DDR6 SDRAM Double Data Rate 6 Synchronous Dynamic Random-Access Memory
- Developer: JEDEC
- Type: Synchronous dynamic random-access memory
- Generation: 6th generation
- Standards: DDR6-9600; DDR6-17600; DDR6-21000;
- Cycle time: TBA
- Transfer rate: 8,800–17,600 MT/s
- Bandwidth: Up to 134.4 GB/s
- Predecessor: DDR5 SDRAM (2020)

= DDR6 SDRAM =

Type of random-access memory

Double Data Rate 6 Synchronous Dynamic Random-Access Memory (DDR6 SDRAM) is the next planned type of synchronous dynamic random-access memory with a high-bandwidth ("double data rate") interface.
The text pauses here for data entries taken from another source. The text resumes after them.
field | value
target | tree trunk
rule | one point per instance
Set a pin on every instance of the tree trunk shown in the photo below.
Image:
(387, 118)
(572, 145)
Scheduled to release in 2028-2029, it is a type of DDR SDRAM, which will be the successor to DDR5. It will have a speed of 8,800–17,600 MT/s, four 24-bit wide memory channels, and a bandwidth up to 134.4 GB/s. DDR6 is expected to add optional 3D DRAM support.

== Efficiency ==
It will have CAMM2 form factor for efficiency, especially for laptops and compact devices. It will also have Decision Feedback Equalization.